Matt Hancock should be dealing with NHS waiting lists – not spending hours on the past
There was something jarring about watching the health secretary spend more than four hours talking about the past on the day that NHS waiting lists hit 5.1 million, writes John Rentoul
Matt Hancock agreed with Dominic Cummings, his tormentor, more than expected. While most of Cummings’s lurid charges against the health secretary fell by the wayside for lack of evidence, Hancock said he “bitterly” regretted that he had failed to overrule the scientific advice at the start of the pandemic in order to shut down society earlier.
To that extent he shared Cummings’s self-criticism of the entire government for being too slow to realise what it was up against. But that was fairly safe ground for the health secretary, because as long as he could claim to have followed the clinical advice, all the condemnation made with the benefit of hindsight bounced harmlessly off him.
As for Cummings’s specific criticisms of him, he was able to sweep them aside because, as he said: “It is telling that no evidence has been provided – there is a reason for that, I think.” He was asked if he knew that Cummings wanted the prime minister to fire him. “Yes, because he briefed the newspapers at the time,” said Hancock. “Or someone briefed the newspapers and I now have a better idea who it was.”
Hancock was also helped by the wild tone of Cummings’s attack on him two weeks ago, which meant that he sounded measured and reasonable when he said he was a “team player” without needing to say that Cummings was not; and that “government has operated better over the past six months” without needing to say that Cummings left the government six months ago.
He concluded his evidence by thanking MPs for giving him “the opportunity to set out the facts and the truth”, without needing to say that Cummings might have set out something different.

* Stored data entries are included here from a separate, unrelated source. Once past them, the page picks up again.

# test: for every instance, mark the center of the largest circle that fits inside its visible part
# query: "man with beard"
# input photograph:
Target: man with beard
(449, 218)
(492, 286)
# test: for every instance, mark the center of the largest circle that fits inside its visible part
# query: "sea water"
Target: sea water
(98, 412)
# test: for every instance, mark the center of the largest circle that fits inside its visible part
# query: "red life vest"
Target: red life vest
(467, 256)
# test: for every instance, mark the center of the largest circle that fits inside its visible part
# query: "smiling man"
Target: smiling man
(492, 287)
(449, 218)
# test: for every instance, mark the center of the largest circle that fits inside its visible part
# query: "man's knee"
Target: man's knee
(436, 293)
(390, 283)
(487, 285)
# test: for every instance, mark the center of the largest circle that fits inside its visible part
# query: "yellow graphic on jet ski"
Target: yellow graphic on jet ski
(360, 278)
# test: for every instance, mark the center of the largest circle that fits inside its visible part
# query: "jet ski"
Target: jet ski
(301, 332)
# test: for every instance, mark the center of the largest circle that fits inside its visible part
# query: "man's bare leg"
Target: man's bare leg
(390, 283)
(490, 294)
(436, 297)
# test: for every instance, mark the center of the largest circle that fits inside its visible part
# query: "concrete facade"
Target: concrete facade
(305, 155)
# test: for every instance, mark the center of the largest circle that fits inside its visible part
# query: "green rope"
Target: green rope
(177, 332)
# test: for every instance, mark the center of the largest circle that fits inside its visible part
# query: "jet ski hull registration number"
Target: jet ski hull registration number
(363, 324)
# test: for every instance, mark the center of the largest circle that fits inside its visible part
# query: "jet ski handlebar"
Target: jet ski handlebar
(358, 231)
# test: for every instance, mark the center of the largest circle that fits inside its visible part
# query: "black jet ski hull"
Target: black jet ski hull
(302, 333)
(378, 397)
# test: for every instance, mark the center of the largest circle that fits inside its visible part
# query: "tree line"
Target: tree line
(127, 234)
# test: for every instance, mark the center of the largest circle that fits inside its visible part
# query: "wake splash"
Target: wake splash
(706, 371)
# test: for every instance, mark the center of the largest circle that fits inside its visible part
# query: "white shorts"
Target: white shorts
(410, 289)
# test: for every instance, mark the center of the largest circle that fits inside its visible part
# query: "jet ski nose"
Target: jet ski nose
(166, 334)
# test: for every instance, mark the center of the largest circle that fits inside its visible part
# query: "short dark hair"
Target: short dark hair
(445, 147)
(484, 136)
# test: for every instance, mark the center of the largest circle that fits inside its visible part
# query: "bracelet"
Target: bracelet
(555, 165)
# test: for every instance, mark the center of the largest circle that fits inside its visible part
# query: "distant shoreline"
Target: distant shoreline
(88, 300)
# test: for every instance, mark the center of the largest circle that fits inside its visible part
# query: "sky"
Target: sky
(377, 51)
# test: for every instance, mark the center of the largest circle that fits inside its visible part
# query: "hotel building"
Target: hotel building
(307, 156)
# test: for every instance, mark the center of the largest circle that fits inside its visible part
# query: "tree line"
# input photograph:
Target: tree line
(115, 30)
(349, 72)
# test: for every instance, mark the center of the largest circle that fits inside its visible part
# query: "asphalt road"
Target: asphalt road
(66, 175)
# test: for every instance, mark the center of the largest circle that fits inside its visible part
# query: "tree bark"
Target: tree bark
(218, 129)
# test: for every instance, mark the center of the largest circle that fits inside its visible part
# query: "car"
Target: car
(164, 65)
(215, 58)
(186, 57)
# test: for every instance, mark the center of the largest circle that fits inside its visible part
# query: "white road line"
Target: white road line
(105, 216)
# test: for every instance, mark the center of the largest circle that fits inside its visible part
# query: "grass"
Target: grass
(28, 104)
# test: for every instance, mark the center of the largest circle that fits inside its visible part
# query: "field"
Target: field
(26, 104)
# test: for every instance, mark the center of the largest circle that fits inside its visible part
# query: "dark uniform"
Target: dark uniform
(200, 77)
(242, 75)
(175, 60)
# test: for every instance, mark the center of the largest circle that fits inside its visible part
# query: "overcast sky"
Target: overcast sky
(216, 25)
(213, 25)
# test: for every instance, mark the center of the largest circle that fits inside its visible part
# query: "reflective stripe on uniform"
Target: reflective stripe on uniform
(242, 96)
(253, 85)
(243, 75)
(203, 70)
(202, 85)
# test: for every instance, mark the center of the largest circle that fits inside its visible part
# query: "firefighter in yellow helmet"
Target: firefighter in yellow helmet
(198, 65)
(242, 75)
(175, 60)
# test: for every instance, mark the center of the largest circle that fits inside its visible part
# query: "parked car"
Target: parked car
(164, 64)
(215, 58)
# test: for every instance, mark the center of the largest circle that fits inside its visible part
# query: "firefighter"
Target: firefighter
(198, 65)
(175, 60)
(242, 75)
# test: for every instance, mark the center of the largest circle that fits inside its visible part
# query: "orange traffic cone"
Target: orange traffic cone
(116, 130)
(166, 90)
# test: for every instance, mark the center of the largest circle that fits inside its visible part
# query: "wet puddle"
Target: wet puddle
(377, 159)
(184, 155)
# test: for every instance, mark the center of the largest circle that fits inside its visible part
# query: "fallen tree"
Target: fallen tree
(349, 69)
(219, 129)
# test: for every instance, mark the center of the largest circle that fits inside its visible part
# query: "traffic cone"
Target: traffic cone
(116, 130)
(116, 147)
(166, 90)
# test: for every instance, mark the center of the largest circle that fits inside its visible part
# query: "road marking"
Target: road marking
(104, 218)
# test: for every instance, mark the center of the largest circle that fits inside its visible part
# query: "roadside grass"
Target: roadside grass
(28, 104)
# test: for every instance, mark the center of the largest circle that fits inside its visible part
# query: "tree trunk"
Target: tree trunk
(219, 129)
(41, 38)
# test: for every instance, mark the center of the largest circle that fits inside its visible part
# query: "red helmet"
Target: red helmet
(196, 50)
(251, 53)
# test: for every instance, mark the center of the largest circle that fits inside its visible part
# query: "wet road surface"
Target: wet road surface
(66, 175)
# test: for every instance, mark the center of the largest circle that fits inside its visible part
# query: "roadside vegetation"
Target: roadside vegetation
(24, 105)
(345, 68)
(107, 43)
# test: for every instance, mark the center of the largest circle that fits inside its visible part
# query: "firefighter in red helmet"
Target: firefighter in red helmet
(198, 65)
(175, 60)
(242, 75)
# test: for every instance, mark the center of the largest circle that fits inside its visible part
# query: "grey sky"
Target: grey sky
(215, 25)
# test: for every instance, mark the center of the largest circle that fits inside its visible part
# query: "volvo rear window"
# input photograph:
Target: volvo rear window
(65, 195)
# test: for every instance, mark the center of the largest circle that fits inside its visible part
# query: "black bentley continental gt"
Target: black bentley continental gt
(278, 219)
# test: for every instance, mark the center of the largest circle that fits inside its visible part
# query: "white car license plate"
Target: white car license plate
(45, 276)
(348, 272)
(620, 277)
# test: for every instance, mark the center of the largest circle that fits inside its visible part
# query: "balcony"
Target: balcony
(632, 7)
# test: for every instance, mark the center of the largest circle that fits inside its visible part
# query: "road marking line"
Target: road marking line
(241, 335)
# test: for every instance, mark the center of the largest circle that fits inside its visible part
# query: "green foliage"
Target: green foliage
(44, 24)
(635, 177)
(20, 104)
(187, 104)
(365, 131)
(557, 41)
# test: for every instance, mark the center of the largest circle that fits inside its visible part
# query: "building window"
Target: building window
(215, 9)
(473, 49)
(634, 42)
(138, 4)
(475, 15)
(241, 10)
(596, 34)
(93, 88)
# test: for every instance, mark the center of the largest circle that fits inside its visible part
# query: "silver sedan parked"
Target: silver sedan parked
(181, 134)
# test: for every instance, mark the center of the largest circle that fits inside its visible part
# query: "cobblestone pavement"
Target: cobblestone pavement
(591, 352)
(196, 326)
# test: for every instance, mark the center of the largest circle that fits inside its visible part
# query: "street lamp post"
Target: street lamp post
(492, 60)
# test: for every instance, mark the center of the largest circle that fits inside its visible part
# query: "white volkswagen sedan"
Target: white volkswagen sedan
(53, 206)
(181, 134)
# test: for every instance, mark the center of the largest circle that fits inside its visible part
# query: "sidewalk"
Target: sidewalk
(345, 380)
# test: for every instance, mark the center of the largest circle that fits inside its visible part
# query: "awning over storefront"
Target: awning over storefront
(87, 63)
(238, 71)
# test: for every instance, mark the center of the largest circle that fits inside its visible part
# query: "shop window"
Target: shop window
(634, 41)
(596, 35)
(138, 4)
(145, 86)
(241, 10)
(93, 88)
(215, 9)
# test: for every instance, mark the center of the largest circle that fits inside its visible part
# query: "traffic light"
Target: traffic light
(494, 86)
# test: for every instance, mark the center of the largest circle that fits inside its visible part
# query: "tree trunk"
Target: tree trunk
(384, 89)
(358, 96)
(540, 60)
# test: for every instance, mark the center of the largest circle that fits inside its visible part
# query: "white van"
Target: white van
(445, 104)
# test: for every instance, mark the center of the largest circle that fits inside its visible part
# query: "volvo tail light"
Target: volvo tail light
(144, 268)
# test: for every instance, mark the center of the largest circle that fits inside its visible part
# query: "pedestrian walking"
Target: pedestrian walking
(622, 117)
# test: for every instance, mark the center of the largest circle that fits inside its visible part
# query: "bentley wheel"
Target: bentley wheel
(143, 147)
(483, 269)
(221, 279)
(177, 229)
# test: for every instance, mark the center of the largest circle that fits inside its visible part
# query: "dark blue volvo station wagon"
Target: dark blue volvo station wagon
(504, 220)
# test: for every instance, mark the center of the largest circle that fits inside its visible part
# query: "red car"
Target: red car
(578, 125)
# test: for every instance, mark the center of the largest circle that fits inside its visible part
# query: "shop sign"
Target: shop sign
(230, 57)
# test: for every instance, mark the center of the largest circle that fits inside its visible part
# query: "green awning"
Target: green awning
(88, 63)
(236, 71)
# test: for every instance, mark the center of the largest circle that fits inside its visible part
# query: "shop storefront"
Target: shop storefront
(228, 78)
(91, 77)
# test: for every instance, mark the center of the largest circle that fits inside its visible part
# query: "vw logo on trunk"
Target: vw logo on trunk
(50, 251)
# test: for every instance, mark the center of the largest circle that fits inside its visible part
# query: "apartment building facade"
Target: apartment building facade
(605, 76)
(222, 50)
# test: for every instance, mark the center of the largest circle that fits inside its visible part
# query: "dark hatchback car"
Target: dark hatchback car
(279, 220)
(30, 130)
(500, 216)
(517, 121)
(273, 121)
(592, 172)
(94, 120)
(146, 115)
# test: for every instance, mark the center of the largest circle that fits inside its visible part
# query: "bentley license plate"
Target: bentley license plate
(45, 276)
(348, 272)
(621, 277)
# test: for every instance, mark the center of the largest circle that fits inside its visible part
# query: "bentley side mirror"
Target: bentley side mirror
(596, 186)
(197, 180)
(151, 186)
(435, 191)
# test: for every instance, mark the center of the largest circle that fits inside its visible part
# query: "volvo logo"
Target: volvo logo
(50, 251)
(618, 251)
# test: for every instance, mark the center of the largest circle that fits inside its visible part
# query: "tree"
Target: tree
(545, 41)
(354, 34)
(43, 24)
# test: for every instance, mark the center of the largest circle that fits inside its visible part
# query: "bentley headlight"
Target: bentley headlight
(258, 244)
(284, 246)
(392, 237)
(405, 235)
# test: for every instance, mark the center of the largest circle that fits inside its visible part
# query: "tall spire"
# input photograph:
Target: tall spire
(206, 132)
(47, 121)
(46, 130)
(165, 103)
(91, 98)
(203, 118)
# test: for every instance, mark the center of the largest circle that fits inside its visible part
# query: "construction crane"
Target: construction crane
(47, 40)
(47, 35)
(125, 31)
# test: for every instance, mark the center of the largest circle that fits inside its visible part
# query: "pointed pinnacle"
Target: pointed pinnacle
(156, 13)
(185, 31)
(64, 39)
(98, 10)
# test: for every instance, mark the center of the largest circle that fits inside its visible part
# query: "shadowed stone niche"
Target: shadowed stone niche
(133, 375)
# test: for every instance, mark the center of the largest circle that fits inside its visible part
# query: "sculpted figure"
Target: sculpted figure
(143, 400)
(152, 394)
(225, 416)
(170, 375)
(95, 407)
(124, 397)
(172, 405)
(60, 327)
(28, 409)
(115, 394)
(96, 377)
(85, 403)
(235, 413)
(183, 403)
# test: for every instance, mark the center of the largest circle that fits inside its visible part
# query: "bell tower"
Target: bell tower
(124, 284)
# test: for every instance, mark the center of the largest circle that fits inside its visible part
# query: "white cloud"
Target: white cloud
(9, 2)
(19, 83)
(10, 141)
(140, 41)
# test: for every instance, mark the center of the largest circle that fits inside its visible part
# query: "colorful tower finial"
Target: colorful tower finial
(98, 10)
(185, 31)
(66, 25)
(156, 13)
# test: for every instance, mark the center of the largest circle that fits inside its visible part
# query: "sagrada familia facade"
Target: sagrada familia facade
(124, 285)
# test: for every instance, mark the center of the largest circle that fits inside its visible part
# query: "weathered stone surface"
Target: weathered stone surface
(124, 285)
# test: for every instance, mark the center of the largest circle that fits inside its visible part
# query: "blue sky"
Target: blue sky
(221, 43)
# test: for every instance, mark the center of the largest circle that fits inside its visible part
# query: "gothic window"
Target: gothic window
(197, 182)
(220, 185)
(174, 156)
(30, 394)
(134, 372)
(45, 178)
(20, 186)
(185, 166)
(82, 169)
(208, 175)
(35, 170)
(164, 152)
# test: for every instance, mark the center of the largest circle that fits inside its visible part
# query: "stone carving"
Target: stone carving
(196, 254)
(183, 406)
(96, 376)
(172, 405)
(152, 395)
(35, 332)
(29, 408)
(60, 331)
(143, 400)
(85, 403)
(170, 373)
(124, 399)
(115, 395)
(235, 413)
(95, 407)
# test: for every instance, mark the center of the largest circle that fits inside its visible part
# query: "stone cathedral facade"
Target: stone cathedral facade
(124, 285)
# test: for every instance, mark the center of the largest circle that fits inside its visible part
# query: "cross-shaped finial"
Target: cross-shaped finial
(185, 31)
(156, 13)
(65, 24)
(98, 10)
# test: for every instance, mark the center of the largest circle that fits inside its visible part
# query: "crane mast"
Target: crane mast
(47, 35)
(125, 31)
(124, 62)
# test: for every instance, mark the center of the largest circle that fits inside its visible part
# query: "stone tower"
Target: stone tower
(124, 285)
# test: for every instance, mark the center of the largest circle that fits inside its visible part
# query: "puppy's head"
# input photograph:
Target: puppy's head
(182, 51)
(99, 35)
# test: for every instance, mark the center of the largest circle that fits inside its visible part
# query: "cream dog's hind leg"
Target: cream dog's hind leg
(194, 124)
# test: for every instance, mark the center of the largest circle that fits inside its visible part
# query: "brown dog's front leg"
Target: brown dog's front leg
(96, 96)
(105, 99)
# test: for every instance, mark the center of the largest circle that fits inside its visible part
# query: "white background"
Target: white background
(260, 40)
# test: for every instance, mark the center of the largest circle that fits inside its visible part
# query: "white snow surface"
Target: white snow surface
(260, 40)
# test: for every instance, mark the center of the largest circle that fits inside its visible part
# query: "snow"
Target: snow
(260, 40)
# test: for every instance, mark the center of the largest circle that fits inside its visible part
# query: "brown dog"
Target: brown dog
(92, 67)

That is not to say that Hancock had an easy time. Greg Clark, chair of the science and technology committee, was brilliantly precise in skewering him on the idea that there was a scientific “consensus” that coronavirus was unlikely to be spread by people without symptoms. The Sage minutes at an early meeting on 28 January 2020 had said that there was some evidence of asymptomatic transmission.
These are all important questions, and there are lessons for dealing with future pandemics, mainly about avoiding fixed ideas about new diseases and challenging scientific advice. But there was something jarring about watching the health secretary spend more than four hours talking about the past on the day that NHS waiting lists hit 5.1 million.
The urgent priority now is for the NHS to work on the backlog created by the disaster of coronavirus. The health service is reporting big increases in the numbers of people suffering serious conditions that have been made worse by the delays of the past 15 months. The waiting list numbers include 385,000 people waiting more than a year, 65,000 waiting for a year and a half and 2,700 waiting more than two years.
These are terrible figures, and the health secretary ought to be mobilising the whole power of the state to try to increase NHS capacity as quickly as possible. That ought to be more important than going over rather familiar ground about the handling of the pandemic. Indeed, the territory is so familiar that Clark at one point summed up the committee’s conclusions, even while the interrogation was going on: that the first lockdown was too slow and that testing capacity was insufficient.
Given that both of these conclusions were well aired at the time and especially in the days and weeks that followed the March 2020 lockdown, this does not take us much further forward. Of more interest to next year’s public inquiry might be the arguments over the November 2020 and January 2021 lockdowns, about which Hancock was much less forthcoming.
I know Hancock has to be held accountable, but I would have preferred it if he had spent this morning working on how to ensure that the NHS recovers as quickly as possible from the crisis.